Caberá ao professor, então, conduzir o processo de compreensão dos textos de acordo com a sua subjetividade. Caso o professor pertença a mesma linha ideológica defendida nas entrelinhas das reportagens, e não haja nele honestidade intelectual, influenciará o aluno para que também acredite nessas verdades.
Assim, em nossas escolas, à maneira da universidade, poderemos ter crianças completamente subjetivadas pela ideologia oficial, considerando os "mensaleiros" como injustiçados e heróis da nação.
Aliás, são comuns nos atuais livros didáticos a presença de figuras ligadas ao Governo e à esquerda brasileira e estrangeira. Elas estão lá ilustrando algum conteúdo, como se não trouxessem em si intenção de propaganda. Pode ser que seja para que as crianças e adolescentes escolares se acostumem com as imagens e os nomes relacionados ao poder e a ideologia dominantes.
Orley José da Silva, é professor em Goiânia, mestre em letras e linguística (UFG) e mestrando em estudos teológicos (SPRBC)
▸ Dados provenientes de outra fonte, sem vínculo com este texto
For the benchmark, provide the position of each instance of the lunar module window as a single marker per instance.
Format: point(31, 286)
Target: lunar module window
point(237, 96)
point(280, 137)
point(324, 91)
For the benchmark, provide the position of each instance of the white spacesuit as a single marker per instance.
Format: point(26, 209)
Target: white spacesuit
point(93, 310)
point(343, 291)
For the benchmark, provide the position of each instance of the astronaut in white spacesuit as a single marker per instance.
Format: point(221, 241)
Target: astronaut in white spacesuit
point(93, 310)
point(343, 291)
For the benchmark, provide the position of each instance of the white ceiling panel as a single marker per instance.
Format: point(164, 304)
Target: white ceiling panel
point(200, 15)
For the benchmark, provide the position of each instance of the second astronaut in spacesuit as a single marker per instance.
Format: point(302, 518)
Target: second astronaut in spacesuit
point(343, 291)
(*) Este livro faz parte do catálogo do Plano Nacional do Livro Didático (PNLD), do Ministério da Educação, da 2ª fase do Ensino Fundamental, para o triênio 2014/16, sob o nº 27447C0L01, e subsidia atualmente o trabalho pedagógico da disciplina de Língua Portuguesa nas escolas públicas pertencentes aos governos federal, distrital, estaduais e municipais. Em escolas seriadas, é utilizado na 6ª série. Nas escolas que adotam o modelo dos Ciclos de Desenvolvimento Humano, é utilizado no agrupamento I do Ciclo III. Em ambos os modelos, o livro serve às crianças de 11 ou 12 anos.